- EU antitrust chief Margrethe Vestager comments on Bloomberg TV
- U.S. officials have criticized EU over Apple back-tax order
Margrethe Vestager, the European Union competition chief, said there was a “clash of understanding” with the U.S. Treasury over her order for Apple Inc. to pay as much as 13 billion euros ($14.5 billion) in back taxes.
"We will continue to disagree on this decision also because we have very very different legal traditions," Vestager told Bloomberg TV in an interview in New York on Wednesday. "I do hope we will stay on the same page" on efforts to curb global tax evasion.
The Treasury criticized the European Commission and its tax investigations ahead of the Apple ruling last month, saying the EU was making itself a "supra-national tax authority" that could threaten global tax reform efforts.
Vestager rejected that criticism on Wednesday, saying she’s merely enforcing subsidy rules that prevent one European country giving sweetheart tax deals not available to all.
The EU says Ireland granted tax rulings to Apple that reduced its effective corporate tax rate to as little as 0.005 percent in 2014.
Apple’s chief executive officer Tim Cook blasted the EU order as "total political crap," in an interview with the Irish Independent. The company’s chief financial officer Luca Maestri called the 0.005 percent rate "a completely made-up number."
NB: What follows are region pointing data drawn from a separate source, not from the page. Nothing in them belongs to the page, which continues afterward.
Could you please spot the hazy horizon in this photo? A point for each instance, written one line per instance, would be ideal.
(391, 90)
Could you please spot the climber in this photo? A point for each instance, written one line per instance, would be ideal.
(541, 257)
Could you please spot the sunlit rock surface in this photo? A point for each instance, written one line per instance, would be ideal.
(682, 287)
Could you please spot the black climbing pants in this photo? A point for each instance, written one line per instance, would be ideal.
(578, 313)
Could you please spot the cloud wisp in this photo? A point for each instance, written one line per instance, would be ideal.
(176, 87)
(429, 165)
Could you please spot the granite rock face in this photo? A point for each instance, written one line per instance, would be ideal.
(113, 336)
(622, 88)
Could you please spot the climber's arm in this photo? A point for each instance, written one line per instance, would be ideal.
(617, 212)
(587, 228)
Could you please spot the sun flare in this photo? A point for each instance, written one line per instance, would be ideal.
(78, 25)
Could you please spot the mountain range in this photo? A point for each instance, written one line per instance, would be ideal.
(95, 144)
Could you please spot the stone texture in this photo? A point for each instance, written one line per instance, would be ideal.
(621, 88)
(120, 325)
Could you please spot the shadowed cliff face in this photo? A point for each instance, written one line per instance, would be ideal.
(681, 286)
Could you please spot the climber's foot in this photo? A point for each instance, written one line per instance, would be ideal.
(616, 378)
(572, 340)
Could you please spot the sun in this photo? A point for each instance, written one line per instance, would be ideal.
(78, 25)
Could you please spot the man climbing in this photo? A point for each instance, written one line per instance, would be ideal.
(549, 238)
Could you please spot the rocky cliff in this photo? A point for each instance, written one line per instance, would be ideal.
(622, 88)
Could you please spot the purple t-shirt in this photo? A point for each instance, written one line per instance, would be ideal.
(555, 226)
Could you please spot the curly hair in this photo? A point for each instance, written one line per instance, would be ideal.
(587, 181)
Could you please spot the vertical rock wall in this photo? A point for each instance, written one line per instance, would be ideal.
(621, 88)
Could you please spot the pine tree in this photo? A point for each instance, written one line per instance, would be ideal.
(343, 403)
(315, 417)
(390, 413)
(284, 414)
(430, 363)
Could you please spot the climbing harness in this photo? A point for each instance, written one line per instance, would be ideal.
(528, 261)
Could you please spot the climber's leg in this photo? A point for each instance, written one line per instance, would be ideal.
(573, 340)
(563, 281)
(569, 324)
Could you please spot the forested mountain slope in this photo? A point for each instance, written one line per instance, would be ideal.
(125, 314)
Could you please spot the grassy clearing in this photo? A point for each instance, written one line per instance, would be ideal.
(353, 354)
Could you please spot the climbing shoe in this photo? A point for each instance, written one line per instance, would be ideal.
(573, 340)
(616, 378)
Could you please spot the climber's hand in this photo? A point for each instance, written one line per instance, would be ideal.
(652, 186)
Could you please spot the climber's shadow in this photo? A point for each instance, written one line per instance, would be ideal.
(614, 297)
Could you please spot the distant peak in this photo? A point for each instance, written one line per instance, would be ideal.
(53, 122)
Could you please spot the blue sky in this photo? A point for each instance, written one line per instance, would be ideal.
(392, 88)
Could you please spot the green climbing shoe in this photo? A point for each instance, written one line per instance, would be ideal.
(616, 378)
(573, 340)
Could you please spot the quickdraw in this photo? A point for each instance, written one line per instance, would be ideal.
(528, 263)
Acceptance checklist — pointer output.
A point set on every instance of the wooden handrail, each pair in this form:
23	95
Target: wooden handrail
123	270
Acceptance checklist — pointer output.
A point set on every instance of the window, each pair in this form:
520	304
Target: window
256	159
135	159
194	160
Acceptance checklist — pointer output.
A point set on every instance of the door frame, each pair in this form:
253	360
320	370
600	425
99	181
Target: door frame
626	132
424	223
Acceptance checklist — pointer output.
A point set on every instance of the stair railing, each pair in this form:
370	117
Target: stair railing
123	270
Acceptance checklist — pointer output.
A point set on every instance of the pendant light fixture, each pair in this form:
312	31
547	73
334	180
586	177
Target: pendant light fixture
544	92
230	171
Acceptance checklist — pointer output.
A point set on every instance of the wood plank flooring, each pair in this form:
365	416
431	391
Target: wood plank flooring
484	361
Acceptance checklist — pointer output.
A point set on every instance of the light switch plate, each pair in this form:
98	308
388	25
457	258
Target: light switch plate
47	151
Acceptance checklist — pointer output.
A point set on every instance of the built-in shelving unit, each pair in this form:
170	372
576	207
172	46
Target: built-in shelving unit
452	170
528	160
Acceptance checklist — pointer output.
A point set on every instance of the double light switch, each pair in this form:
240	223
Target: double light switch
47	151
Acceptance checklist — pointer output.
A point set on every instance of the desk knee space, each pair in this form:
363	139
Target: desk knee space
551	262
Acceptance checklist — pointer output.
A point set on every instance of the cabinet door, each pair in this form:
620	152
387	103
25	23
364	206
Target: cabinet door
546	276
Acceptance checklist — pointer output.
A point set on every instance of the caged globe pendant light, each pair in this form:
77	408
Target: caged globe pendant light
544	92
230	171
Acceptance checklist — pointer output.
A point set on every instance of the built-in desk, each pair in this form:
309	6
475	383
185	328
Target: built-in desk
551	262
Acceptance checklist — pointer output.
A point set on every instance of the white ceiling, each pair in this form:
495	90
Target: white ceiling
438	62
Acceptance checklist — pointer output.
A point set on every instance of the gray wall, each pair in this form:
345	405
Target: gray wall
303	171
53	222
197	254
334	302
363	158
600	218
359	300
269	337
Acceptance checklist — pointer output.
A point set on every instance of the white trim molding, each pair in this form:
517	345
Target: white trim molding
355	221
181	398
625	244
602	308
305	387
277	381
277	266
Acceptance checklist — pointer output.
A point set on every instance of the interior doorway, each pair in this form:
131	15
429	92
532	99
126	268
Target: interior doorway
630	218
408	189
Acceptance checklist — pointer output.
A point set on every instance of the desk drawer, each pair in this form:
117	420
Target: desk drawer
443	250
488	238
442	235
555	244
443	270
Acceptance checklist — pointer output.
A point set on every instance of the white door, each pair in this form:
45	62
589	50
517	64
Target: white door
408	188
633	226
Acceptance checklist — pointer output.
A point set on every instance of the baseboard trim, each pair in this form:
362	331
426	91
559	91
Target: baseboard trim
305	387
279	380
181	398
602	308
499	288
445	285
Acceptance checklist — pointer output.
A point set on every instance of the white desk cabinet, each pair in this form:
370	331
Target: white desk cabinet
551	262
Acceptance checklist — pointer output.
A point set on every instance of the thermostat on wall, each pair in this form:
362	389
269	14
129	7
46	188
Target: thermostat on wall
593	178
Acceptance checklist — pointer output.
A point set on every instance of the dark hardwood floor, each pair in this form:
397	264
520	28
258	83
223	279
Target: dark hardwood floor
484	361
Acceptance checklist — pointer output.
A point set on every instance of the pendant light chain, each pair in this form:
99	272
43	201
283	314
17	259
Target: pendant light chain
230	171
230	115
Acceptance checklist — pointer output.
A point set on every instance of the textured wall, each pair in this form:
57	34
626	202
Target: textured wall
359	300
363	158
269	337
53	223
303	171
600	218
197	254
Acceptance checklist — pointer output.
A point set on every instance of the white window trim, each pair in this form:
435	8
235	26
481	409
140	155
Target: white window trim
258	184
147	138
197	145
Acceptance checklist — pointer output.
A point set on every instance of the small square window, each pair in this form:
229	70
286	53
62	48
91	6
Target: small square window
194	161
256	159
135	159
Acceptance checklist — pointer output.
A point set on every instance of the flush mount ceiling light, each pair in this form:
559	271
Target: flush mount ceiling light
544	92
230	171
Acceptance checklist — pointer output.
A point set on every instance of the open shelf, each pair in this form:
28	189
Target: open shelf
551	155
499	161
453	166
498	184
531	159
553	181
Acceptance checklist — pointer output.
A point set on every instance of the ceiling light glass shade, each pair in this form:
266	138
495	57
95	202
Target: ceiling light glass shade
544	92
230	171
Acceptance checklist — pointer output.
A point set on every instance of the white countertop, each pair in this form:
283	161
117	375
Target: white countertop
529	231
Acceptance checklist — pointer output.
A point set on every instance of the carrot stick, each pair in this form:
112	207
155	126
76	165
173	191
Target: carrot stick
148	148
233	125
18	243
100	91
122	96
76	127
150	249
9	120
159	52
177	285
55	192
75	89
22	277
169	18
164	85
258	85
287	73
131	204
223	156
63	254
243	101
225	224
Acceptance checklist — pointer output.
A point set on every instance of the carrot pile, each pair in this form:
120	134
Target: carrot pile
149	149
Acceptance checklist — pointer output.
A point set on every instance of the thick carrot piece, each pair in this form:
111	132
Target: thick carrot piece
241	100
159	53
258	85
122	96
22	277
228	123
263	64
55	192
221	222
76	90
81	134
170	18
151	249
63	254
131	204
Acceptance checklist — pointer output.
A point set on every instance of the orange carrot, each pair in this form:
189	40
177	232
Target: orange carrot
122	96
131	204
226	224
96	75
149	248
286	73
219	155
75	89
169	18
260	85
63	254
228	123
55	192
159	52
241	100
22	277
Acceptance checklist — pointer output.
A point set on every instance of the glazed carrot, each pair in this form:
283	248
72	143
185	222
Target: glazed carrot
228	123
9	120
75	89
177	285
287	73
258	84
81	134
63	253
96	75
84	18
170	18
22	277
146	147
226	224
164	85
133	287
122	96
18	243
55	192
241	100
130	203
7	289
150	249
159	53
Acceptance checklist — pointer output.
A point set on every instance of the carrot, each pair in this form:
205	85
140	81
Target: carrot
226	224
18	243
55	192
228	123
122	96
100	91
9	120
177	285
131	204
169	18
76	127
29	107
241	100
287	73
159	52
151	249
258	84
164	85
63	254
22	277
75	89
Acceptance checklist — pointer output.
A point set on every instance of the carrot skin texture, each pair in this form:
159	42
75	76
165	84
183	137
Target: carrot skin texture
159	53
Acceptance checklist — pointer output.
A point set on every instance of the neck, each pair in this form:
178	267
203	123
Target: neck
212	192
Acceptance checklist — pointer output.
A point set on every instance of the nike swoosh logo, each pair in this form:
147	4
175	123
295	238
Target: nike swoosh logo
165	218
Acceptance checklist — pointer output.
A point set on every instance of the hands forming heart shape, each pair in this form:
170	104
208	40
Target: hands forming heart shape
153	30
"The size of the unpaid taxes is a reflection of the size of Apple" and its success, Vestager said. Talks with the company ahead of the decision were "frank," she said. Most contact was with Ireland, which was the focus of the state aid probe because it granted the tax rulings. Discussions with the Irish were "constructive and open" and the government was accommodating to EU investigators, she said.